Я скрипнул зубами. На щеках Ани вспыхнули красные пятна, пальцы задрожали. У этой девочки очень тонкая нервная организация, нельзя с ней так, неужели не видно⁈ Ну давай же, Аня, не сдавайся! Скажи: «Предки Лермонтова были шотландцами. Точнее предок, Георг Лермонт. Его взяли в плен при победе над польско-литовским гарнизоном. Версия не достоверна на сто процентов, но имеет место быть. Потом предок Михаила поступил на службу русскому царю».

Но Анечка знала только то, что в учебнике:

— Его мама умерла, и его воспитывала очень строгая бабушка.

— А отец? — ехидно поинтересовалась Джусиха. — Куда он делся?

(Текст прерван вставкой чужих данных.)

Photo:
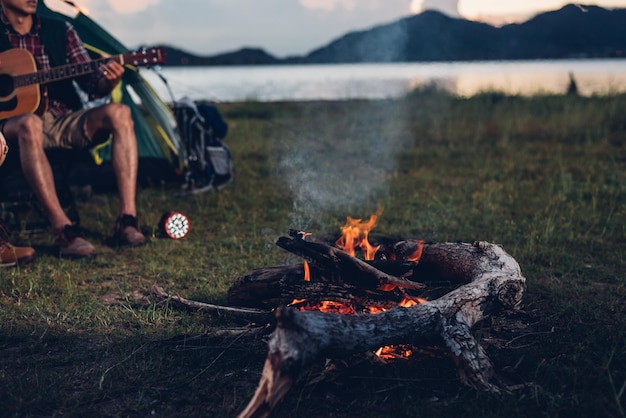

Анечка судорожно сглотнула слюну и уронила:

— Умер.

— Заболел раком! — крикнул Заславский и оскалился, многие захихикали.

Для Анечки, социофобушка нашего, не было ничего страшнее публичного осмеяния, и она шепнула:

— Я не готова, извините. Можно сесть?

— Не готова? — отчеканила Людмила Кировна. — Как желчные стихи писать про учителей, которые вам дают знания, жизнь свою и нервы на вас тратят, так готова, да?

Анечка не стушевалась, вскинула голову и ответила:

— Я не писала никаких таких стихов. Я вообще их писать не люблю.